2010 Reading #43: The Magicians by Lev Grossman

Jun 05, 2010 09:11

Books 1-10.
Books 11-20.
Books 21-30.
Books 31-40.
41. When Baghdad Ruled the Muslim World: The Rise and Fall of Islam's Greatest Dynasty by Hugh Kennedy.
42. The Suffrage of Elvira by V.S. Naipaul.

43. The Magicians by Lev Grossman. It's unlikely I'm going to say anything new about this book at this point. Grossman's magic-college approach has widely been referred to as a grown-up Harry Potter, but it's the Narnia cycle that he leans on most heavily. Before I say more, I want to note that I believe Grossman is sincerely fond of fantasy literature, in much the same way that Junot Diaz clearly is; but while The Brief Wondrous Life of Oscar Wao was unashamed about that fondness, much of The Magicians reads like an apologia. Oscar's obsession with genre was both virtue and vice; in the case of Quentin Coldwater, Grossman's protagonist, we are frequently told that his belief in, adeptness with, and fondness for magic are symptomatic of some deep character flaw.

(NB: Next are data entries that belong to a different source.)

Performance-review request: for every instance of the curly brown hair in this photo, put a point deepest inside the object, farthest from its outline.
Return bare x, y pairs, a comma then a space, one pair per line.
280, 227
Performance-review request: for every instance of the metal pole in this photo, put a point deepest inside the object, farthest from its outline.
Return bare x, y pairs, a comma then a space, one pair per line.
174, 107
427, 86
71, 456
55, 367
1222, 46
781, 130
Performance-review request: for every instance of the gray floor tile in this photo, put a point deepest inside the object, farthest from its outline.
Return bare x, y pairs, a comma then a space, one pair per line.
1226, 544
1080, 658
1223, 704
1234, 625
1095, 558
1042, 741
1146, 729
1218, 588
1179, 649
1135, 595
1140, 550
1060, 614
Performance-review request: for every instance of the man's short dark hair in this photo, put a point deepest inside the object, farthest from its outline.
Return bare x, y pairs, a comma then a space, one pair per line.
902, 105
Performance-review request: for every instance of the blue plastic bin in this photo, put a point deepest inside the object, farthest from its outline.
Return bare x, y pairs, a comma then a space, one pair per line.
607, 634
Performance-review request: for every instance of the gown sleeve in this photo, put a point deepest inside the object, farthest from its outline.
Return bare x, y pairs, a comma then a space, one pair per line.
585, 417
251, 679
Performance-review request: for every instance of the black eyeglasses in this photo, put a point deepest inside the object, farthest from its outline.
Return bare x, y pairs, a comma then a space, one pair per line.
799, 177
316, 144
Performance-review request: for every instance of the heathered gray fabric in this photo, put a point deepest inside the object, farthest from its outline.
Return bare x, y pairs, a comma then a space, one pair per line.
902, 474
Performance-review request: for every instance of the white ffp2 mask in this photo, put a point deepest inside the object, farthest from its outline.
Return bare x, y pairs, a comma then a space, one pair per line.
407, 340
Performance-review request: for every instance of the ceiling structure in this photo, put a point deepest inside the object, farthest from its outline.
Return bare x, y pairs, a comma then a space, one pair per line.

That might even be OK, if this was in aid of peeling away the layers of Quentin's character, but it's really not. There isn't much of a there, there. Quentin is thrust upon the reader as a fully formed misfit, entering Brakebills (read: Hogwarts) with barely any past at all aside from an obsession for the Fillory (read: Narnia) books. He's more checklist than person: smart, unhappy, driven, alienated. Some of Grossman's characters manage to acquire personalities over the course of the book, but it's an accretion of episodes rather than any sense of separate identities that does it. The cast is also a few characters larger than it needs to be, so that by the end it feels crowded with more-or-less interchangeable people. And not to dogpile, but the settings feel by-the-numbers for the most part; the world-building goes beyond parody or tribute and becomes lazy. The book does have its moments. When Grossman takes the trouble to pick out the details, he does so wonderfully, and the antagonist is truly frightening. And Grossman isn't to blame for the fact that his book was hyped as mind-bogglingly original and ground-breaking meta-fantasy--I doubt any book could live up to the sort of copy he got. He's writing about disillusionment, about the After-Happily-Ever, about growing up, and that's fine, but it's also familiar. For an audience with only a cursory familiarity with fantasy literature, this book might do the trick nicely; for me it was intermittently charming but overall frustrating.